Patriots Day
A tragic event portrayed with more skill than judgment.
Judged solely on the quality of the film craft displayed, Peter Berg's Patriots Day deserves a rather higher rating than the one that I have given it. It is a tough, macho film, a fact that will come as no surprise to anyone who saw the war drama that Berg made in 2015, Lone Survivor. There he was writer as well as director and here the screenplay credit is shared by him and two others. However, any response to Patriots Day has to take into account also one's reaction to the fact that this is a suspense exercise, an action movie that offers big screen spectacle by telling the true story of the terrorist attack during the Boston Marathon held in 2013. Indeed, the film starts on the day before that event, 14th April, and having built up to the outrage then portrays the tracking down over the week in question of the two brothers who were the culprits.
To provide the material with a personal focus the events are largely presented as seen through the eyes of an invented character, the police officer Sergeant Tommy Saunders. In this role Mark Wahlberg gives a competent performance, but you can't but be aware that the figures around him although introduced on screen with their actual names are familiar Hollywood players such as Kevin Bacon, John Goodman and J.K. Simmons. Add the relentlessly present music score and one cannot escape the feeling that a terrible incident that maimed and killed is being presented for our entertainment.
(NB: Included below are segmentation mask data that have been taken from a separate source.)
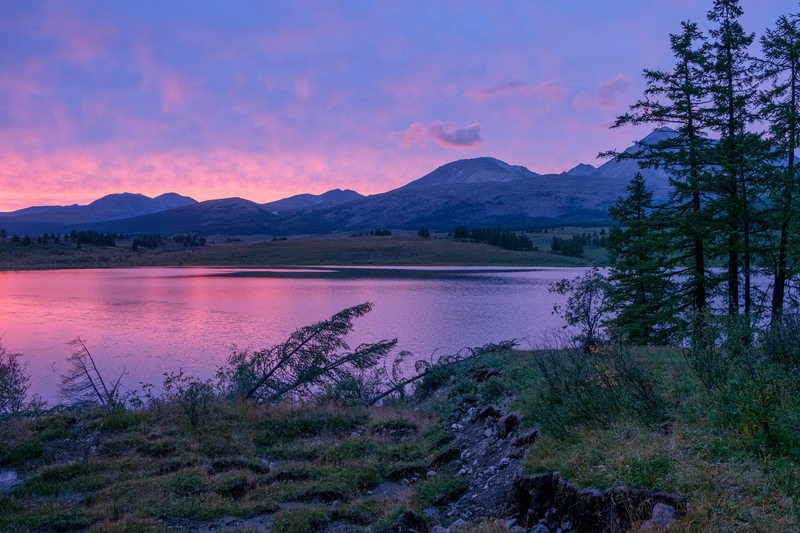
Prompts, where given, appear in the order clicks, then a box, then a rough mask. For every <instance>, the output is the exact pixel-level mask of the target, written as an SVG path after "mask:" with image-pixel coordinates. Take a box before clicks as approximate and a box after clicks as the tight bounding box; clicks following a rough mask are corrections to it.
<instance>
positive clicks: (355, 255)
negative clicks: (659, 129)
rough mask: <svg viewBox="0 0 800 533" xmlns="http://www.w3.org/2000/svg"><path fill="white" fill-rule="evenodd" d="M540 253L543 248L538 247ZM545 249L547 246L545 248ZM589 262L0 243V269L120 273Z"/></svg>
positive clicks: (376, 242)
mask: <svg viewBox="0 0 800 533" xmlns="http://www.w3.org/2000/svg"><path fill="white" fill-rule="evenodd" d="M540 249H543V248H540ZM547 249H548V250H549V247H548V248H547ZM587 257H589V259H579V258H574V257H566V256H562V255H558V254H553V253H550V252H544V251H539V252H535V251H534V252H519V251H511V250H504V249H502V248H499V247H496V246H490V245H488V244H477V243H473V242H462V241H456V240H454V239H448V238H430V239H423V238H420V237H416V236H361V237H307V238H292V239H288V240H280V241H266V242H215V241H214V240H211V241H209V243H208V244H207V245H206V246H203V247H195V248H185V247H183V246H180V245H175V244H169V245H167V246H165V247H161V248H158V249H155V250H145V249H141V248H140V249H139V250H137V251H133V250H131V249H130V244H129V243H126V242H125V241H120V242H119V243H118V246H116V247H98V246H91V245H83V246H82V247H81V248H80V249H77V247H76V245H75V244H74V243H69V244H63V243H62V244H57V245H56V244H52V243H49V244H46V245H41V244H37V243H34V244H32V245H31V246H28V247H23V246H20V245H18V244H17V245H14V244H12V243H10V242H8V241H5V242H0V269H5V270H17V269H45V268H120V267H132V266H229V267H254V268H255V267H271V266H297V265H342V266H347V265H421V266H426V265H442V266H445V265H454V266H463V265H476V266H477V265H505V266H574V265H586V264H590V263H593V262H599V263H600V264H603V257H602V254H599V253H598V252H597V251H596V250H593V251H591V253H589V254H587Z"/></svg>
Although the aftermath of the bombings would include more violence and loss of life, the worry about the tone being inappropriate is much less keenly felt once Patriots Day becomes in essence a police procedural.
Such concerns may not trouble some viewers at all, even if the film as a whole, one in which actuality footage of President Obama is incorporated, might well win the approval of President Trump through its portrayal of America's ability to be as tough as it takes to combat terrorism. What is undoubtedly clear is that Berg, his editors and his photographer have created most impressively the fraught mayhem in the immediate wake of the attack and the sense of a city under siege until the killers are found. At the close the introduction of documentary footage of the people whose story has been enacted seeks to assure us that the film's heart is in the right place. Nevertheless, despite quality work here, I for one am aware of the contrast between the style of this work and that which was to be found in Paul Greengrass's approach to the events of 9/11 in the sensitive and heartfelt United 93.
MANSEL STIMPSON
Cast: Mark Wahlberg, Kevin Bacon, John Goodman, J.K. Simmons, Michelle Monaghan, Alex Wolff, Themo Melikidze, Michael Beach, Jimmy O. Yang, Rachel Brosnahan, Christopher O'Shea, Melissa Benoist, Khandi Alexander, Jake Picking.
Dir Peter Berg, Pro Scott Stuber, Dylan Clark, Mark Wahlberg, Stephen Levinson, Hutch Parker, Dorothy Aufiero, Stephen Stapinski and Michael Radutzky, Screenplay Peter Berg, Matt Cook and Joshua Zeturner, Ph Tobias Schliessler, Pro Des Tom Duffield, Ed Colby Parker Jr and Gabriel Fleming, Music Trent Reznor and Atticua Ross, Costumes Virginia B. Johnson.
CBS Films/Lionsgate/Closest to the Hole/Leverage Entertainment/Bluegrass Films/Hutch Parker Entertainment-Lionsgate UK.
133 mins. USA. 2016. Rel: 23 February 2017. Cert. 15.